6 Architecture evaluation

AUV starts its mission from start point and should serve sufficient number of tasks to reach the destination on-time. Given a candidate route in a sequence of waypoints along with environmental information, the LPP module provides a trajectory to safely guide the vehicle through the waypoints. The resultant local path should be time optimum, safe, and flyable (feasible). It should not cross the forbidden area covered by obstacles \(\Theta \) (defined using eq 2-5). If the \({\upvartheta }=\{{\upvartheta }_{1}, \quad {\upvartheta } _{2},{\ldots },{\upvartheta }_{i},{\ldots },{\upvartheta }_{n}\}\) is the sequence of control points along each arbitrary local path from set of \(\wp =\{\wp _{1},\wp _{2},{\ldots }\}\), the path \(\wp _{i}\) gets evaluated by a cost function \(Cost_{\wp }\) defined based on travel time \(t_{i}\approx T_{\mathrm{path}\mathrm{-}\mathrm{flight}}\) required to pass the path segments. The route cost has direct relation to the passing distance among each pair of selected waypoints. Hence, the path cost \(Cost_{\wp }\) for any optimum local path get used in the context of the GRP. The model is seeking an optimal solution in the sense of the best combination of path, route, and task cost. The route function \(Cost_\mathrm{Route}\) gets penalty when the \(T_\mathrm{Route}\) for a particular route \(R_{i}\) exceeds the \(T_\mathrm{Available}\). Thus, the provided route and path are evaluated as follows.

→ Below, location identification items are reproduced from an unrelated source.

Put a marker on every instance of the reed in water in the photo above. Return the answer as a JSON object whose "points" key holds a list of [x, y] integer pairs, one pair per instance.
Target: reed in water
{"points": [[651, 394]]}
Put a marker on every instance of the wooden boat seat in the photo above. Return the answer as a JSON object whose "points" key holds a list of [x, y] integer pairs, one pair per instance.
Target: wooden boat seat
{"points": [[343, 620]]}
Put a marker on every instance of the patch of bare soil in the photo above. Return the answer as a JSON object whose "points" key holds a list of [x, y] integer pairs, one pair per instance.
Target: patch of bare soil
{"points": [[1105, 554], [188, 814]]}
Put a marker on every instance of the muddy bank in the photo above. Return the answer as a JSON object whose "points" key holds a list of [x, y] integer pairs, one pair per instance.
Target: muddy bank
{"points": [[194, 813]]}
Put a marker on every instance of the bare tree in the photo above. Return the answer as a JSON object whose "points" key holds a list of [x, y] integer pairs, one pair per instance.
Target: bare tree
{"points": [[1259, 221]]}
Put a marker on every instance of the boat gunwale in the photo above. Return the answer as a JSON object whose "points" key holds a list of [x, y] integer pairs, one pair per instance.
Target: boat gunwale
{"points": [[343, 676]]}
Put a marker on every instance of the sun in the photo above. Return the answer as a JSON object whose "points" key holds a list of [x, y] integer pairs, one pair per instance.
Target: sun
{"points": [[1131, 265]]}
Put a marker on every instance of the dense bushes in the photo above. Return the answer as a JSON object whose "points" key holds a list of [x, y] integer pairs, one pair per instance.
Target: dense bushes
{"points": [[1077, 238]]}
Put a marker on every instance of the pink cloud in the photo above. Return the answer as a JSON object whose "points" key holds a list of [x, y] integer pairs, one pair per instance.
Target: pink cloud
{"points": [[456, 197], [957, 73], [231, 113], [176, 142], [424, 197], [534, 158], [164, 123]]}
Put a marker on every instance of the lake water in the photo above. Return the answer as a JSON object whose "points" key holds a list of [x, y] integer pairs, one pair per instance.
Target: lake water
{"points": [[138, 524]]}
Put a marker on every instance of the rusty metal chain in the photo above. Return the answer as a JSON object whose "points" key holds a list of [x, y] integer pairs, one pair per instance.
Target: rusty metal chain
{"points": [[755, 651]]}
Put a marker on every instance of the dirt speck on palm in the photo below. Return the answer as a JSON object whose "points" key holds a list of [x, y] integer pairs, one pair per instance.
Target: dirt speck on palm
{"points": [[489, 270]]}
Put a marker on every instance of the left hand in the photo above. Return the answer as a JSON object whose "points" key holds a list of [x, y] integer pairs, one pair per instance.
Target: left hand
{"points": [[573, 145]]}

$$\begin{aligned}&\forall \wp ,\quad \wp \approx \sum _1^{\left| \wp \right| } {\vartheta _{j+1}-\vartheta _j} ,\nonumber \\&\wp _{x,y,z}^j=\sum _{x_s ,y_s ,z_s }^{\left| \wp \right| } \nonumber \\&\quad \times {\sqrt{(\vartheta _{x(j+1)} -\vartheta _{x(j)})^{2}+(\vartheta _{y(j+1)} -\vartheta _{y(j)} )^{2}+(\vartheta _{z(j+1)}-\vartheta _{z(j)})^{2}}} \nonumber \\ \end{aligned}$$
(16)
$$\begin{aligned} T_{\mathrm{path}\mathrm{-}\mathrm{flight}}= & {} \sum _1^n {t_i } =\sum _1^{\left| \wp \right| } {\Gamma _{3D} \left\{ {\vartheta _{t_i }^i } \right\} } \nonumber \\= & {} \sum _1^{\left| \wp \right| } {\frac{\left| {\vartheta _{i+1}^{t_{i+1} } -\vartheta _i^{t_i } } \right| }{\left| {V_\mathrm{AUV} } \right| }} \end{aligned}$$
(17)
$$\begin{aligned}&Cost_\wp \approx \min (T_{\mathrm{path}\mathrm{-}\mathrm{flight}} ) \nonumber \\&s.t. \nonumber \\&\forall j\in \{0,...,\left| \wp \right| \}\quad \Rightarrow \quad \vartheta _j^{t_i } \notin \Theta (t_j )\cup \Gamma _{3D} \quad \nonumber \\&\quad and\quad \;j\notin \bigcup _{N\Theta } {\Theta (\Theta _p ,\Theta _r,\Theta _{Ur} )} \end{aligned}$$
(18)
$$\begin{aligned}&Cost_\mathrm{Route} \propto \left| {T_\mathrm{Route} -T_\mathrm{Available} } \right| \nonumber \\&Cost_\mathrm{Route} \propto \left| \mathop {\mathop {\sum }\limits _{i=0}}\limits _{j\ne i} ^n {lq_{ij} \left( {\frac{Cost_{\wp ij} }{V_\mathrm{AUV}}+\delta _{T_{ij}}} \right) } -T_\mathrm{Available}\right| ,\quad l\in \{0,1\}\nonumber \\\end{aligned}$$
(19)
$$\begin{aligned}&s.t. \nonumber \\&\forall R_i \Rightarrow \quad \max \left( {T_\mathrm{Route} } \right) <T_\mathrm{Available} \nonumber \\&Cost_\mathrm{Task} \propto \mathop {\mathop {\sum }\limits _{i=0}}\limits _{j\ne i} ^n {lq_{ij} \left( {\frac{\xi _\mathrm{Route} }{\rho _\mathrm{Route} }} \right) },\quad l\in \{0,1\} \end{aligned}$$
(20)

After visiting each waypoint, the re-planning criterion is investigated. A computation cost encountered any time that re-planning is required. Thus, the total cost for the model defined as:

$$\begin{aligned} Cost_{Total}= & {} \varphi _1 Cost_\mathrm{Task} +\,\varphi _2 Cost_\mathrm{Route} \left( {Cost_\wp } \right) \nonumber \\&+\,\sum _1^r {T_\mathrm{compute}} \end{aligned}$$
(21)

where \(T_\mathrm{compute}\) is the time required for checking the re-planning criteria and computing the new optimum route, and r is the number of repeating the re-planning procedure. \(N_{\varTheta }\) is number of obstacles. \(\varTheta _{p},\varTheta _{r}\), and \(\varTheta _{Ur}\) are obstacle position, radius, and uncertainty, respectively. \(\varphi _{1}\) and \(\varphi _{2}\) are two positive numbers that determine amount of participation of \(Cost_\mathrm{Task}\) and \(Cost_\mathrm{Route}\) on calculation of total cost \(Cost_{Total}\). Giving the appropriate value for coefficients of engaged factors in the cost function has a significant effect on performance of the model.

7 Results and discussion

The main purpose of this research is evaluating the performance of entire architecture in terms of increasing mission productivity (task assignment and time management), while guaranteeing vehicles safety during the mission. To verify the efficiency of the proposed architecture, the performance of each module is investigated individually from top to bottom layer and explained in following subsections.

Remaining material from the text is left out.